The Baseball Study (also known as the Baseball Experiment) was an academic experiment that tested how reading comprehension is impacted by prior knowledge. In 1987, education researchers Donna Recht and Lauren Leslie tested middle school students on the topic of baseball, evaluating their results based on the participant's reading abilities and prior knowledge of baseball. They concluded that prior knowledge was just as important as reading proficiency in the student's abilities to comprehend written text.
The study found that the students who were previously familiar with baseball were better able to recreate the described action. According to the researchers: "Students with high reading ability but low knowledge of baseball were no more capable of recall or summarization than were students with low reading ability and low knowledge of baseball." The study also found that the students assessed as 'less proficient' readers were "better at identifying important ideas in the text and at including those ideas in summaries", skills that are considered important for overall reading comprehension. Natalie Wexler, an educational journalist, described the key takeaway as demonstrating that "the bad readers who knew a lot about baseball outperformed the good readers who didn’t".

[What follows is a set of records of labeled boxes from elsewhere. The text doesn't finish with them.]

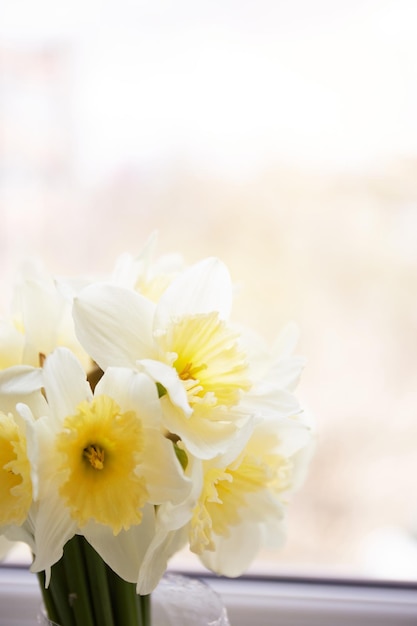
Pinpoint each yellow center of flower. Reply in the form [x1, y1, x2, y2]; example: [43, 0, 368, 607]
[57, 395, 148, 535]
[158, 312, 250, 407]
[190, 448, 291, 554]
[0, 412, 32, 526]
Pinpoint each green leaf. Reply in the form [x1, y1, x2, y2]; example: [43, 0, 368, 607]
[80, 537, 115, 626]
[63, 535, 95, 626]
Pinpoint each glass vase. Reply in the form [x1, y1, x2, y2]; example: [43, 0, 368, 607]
[38, 574, 230, 626]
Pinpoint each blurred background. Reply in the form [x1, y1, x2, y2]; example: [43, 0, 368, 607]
[0, 0, 417, 580]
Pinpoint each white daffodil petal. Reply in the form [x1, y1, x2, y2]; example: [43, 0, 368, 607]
[31, 491, 77, 584]
[155, 258, 233, 328]
[136, 359, 192, 416]
[95, 367, 161, 428]
[200, 522, 263, 578]
[83, 505, 155, 583]
[136, 527, 187, 595]
[241, 384, 301, 419]
[140, 429, 192, 504]
[0, 320, 24, 370]
[43, 348, 92, 421]
[73, 284, 155, 370]
[0, 365, 43, 399]
[162, 398, 245, 459]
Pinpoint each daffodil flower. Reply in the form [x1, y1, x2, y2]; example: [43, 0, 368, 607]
[0, 261, 92, 370]
[189, 418, 311, 577]
[18, 348, 191, 582]
[0, 366, 46, 548]
[74, 258, 251, 458]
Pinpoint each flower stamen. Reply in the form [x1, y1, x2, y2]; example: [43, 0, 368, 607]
[83, 443, 104, 470]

Recht and Leslie were surprised at the results and reached the conclusion that if "educators want to accelerate student learning, it will be essential to consider students' background knowledge in the planning". They published their research in the Journal of Educational Psychology in 1988.
The Northwest Evaluation Association (NWEA) lauded the study for increasing the connection between education and the community "while also dismantling stereotypes and bridging cultural divides". It cites the study's results as a way to assist at-risk students, such as students from historically marginalized groups and low socioeconomic backgrounds, through the use of culturally relevant teaching to improve academic success.